The 2018 year brings another Valentine’s Day (V-Day), to your doorstep. This year’s V-Day happens to fall on a Wednesday, hump-day no less. Now it’s not lost on me that this day can either bring you happiness or sadness! Trust me, I know both sides of this coin all too well. Nevertheless, you are most likely thinking about your V-Day plans and those long stem red roses. Or maybe, you don’t have a date on V-Day. No matter, you love the outdoors and you’ve have already made camping plans on the beach in Galveston and the weather looks great. As the clock counts down, you can’t wait to get out of the city. You check the day and time but alas, it’s still the beginning of the week. You start thinking back to high school in hopes that someone would pull the fire alarm.
A job is like a date for V-Day. You have expectations for your date. You let your date in your world because of all the welcome attention, but deep down it’s not really what you want nor is it where you wish to spend precious energy. In fact, if you are not happy with the relationship then you are most likely on the lookout for the next best thing. To be clear, if you have a job, your feelings towards it will not change. Allow me to explain… If you are lucky enough to have a date on V-Day, you have a week’s distraction at best. How you felt the day before and how you will feel the very next day, will not change. A simple question to ask yourself would be: Am I in love with my job? If your answer is YES, I am extremely happy for you, you’ve found true love. However, if your answer is NO, then we need to have a heart-to-heart talk.
You have a love/hate relationship when it comes to your current employment or at least towards the kind of work you keep falling into. You hate what you do for the paycheck, but love the idea of a paycheck no matter what. Why is this? Well for starters, you may have agreed to all the job requirements on your first date with the employer. Like a real date, after meeting for a few minutes, the first impressions start to settle in. It is at this point you now know this might not be the perfect match for you. Rather than acknowledge that very important understanding, you decided to go with the more common approach… “I don’t want to hurt his/her feelings so I will just agree to everything they say.”.

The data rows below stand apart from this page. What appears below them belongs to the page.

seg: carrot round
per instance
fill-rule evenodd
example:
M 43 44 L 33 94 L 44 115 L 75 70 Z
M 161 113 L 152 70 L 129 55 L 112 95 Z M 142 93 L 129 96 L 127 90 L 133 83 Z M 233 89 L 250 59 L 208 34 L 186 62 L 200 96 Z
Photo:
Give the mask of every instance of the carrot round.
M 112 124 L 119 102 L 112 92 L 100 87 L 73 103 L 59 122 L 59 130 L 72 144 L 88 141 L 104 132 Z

Because you are not in love with what you do, this new relationship is on a one way road trip on Route 66 bound for Heartbreak Hotel. It’s only a matter of time before that thin line between love and hate breaks. Your dislikes will advise you to find a way to leave the job. This is done by you doing something crazy on purpose to get fired like stealing boxes on your day off or you up and quit without having another job in place. Worse yet, your date beats you to the punch and requests that you leave their presence. Now I know what you are thinking… Richard doesn’t have a warm, loving heart in his blog! Oh, but I do! I call it tough love with good news at the end.

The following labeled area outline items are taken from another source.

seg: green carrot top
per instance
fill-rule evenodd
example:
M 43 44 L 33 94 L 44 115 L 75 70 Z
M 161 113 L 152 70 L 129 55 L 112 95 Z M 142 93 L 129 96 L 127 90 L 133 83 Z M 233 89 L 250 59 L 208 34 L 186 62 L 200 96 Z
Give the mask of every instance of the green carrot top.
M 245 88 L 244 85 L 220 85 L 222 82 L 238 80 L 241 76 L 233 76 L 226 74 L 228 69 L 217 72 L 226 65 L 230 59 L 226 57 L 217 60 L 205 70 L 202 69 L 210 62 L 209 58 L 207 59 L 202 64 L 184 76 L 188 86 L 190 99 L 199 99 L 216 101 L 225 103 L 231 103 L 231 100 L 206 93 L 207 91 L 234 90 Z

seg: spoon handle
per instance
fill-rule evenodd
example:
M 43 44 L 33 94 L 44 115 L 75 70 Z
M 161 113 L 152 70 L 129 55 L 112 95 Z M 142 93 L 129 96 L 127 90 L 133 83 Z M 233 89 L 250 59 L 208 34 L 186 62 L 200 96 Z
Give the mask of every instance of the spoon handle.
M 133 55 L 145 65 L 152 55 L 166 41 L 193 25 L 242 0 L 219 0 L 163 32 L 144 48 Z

Let me share with you an experience of mine. Looking back, my mom would often request I leave her sight, mainly because I never did my chores correctly. Washed dishes were riddled with food residue and moped floors still had crumbs in the corners. Mom would rhetorically state, “RICHARD, if you cannot do it correct at home, how can you expect to get it correct at a real job?” I would then look around and say, “Mom, it looks clean; I did my best.” “Is that so? Boy, your best would get us all fired on the spot! Remind me why I’m giving you allowance again?”
She really made me think about taking pride in my work but also the need to fall in love with the right kind of work for me. Cleaning wasn’t my thing or so I thought. Turns out, I am great at organizing clutter and I love a great transformation. Mom quickly took me off kitchen duties and moved me into the garage and closets.

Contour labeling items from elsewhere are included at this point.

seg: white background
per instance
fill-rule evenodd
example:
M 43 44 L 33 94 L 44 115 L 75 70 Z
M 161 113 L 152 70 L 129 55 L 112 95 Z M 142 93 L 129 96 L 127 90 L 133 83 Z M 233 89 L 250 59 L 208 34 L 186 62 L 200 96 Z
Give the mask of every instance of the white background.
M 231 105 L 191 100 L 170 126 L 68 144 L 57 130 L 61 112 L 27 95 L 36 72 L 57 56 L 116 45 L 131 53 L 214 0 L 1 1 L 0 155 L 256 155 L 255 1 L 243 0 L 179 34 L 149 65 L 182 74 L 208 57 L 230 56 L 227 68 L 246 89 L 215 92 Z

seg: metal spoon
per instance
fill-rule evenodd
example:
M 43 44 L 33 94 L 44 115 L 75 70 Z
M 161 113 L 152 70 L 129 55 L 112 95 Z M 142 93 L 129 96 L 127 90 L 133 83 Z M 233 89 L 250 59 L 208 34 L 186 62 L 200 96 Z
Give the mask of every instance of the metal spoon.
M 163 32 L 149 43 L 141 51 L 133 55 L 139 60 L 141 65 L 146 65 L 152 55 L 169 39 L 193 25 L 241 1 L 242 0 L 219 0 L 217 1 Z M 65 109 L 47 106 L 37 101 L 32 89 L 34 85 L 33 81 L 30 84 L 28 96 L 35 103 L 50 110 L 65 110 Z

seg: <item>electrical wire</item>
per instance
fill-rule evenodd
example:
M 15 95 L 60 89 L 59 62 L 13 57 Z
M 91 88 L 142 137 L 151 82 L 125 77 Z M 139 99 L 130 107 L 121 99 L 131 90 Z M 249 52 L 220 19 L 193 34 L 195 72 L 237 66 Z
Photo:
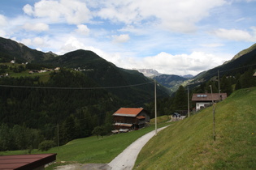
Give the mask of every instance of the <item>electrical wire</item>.
M 62 89 L 62 90 L 94 90 L 94 89 L 111 89 L 111 88 L 124 88 L 124 87 L 137 87 L 137 86 L 142 86 L 145 84 L 149 84 L 153 83 L 147 82 L 144 83 L 139 84 L 132 84 L 132 85 L 126 85 L 126 86 L 115 86 L 115 87 L 34 87 L 34 86 L 13 86 L 13 85 L 4 85 L 0 84 L 0 87 L 18 87 L 18 88 L 37 88 L 37 89 Z

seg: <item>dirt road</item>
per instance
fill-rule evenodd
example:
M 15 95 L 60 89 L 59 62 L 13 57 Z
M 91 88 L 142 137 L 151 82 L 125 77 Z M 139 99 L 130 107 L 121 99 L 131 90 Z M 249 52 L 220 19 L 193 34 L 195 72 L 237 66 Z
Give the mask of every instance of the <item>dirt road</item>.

Knowing how to sell my talents to my Mom was the key to her heart. However, to touch an employer’s heart, you will need to show more love towards your resume. How, you ask? When you read a job description it will describe the duties and abilities needed for that position. You will then discover you may or may not be a match. If the job doesn’t speak to your heart, then find one that does. Do not apply for a job just because it’s available. Reflect back on your abilities and achievements. Your resume should always sell the best qualities in you as it pertains to the job description. Try it; you never know… the next job or date you go on could be a match made in the stars. And remember, if you can learn to fall in love with your resume, the world will learn to fall in love with you! The love of your life (that dream career), is waiting for you so do not ignore what is meant for you!
Richard Prather is a bi-lingual Regional Facilitator for Workforce Solutions. Richard combines 3 years of experience at Workforce Solutions with his Master’s degree, diverse experiences traveling abroad, and commitment to excellence in customer service to provide training to both customers and staff throughout the 13 counties of the Gulf Coast Region.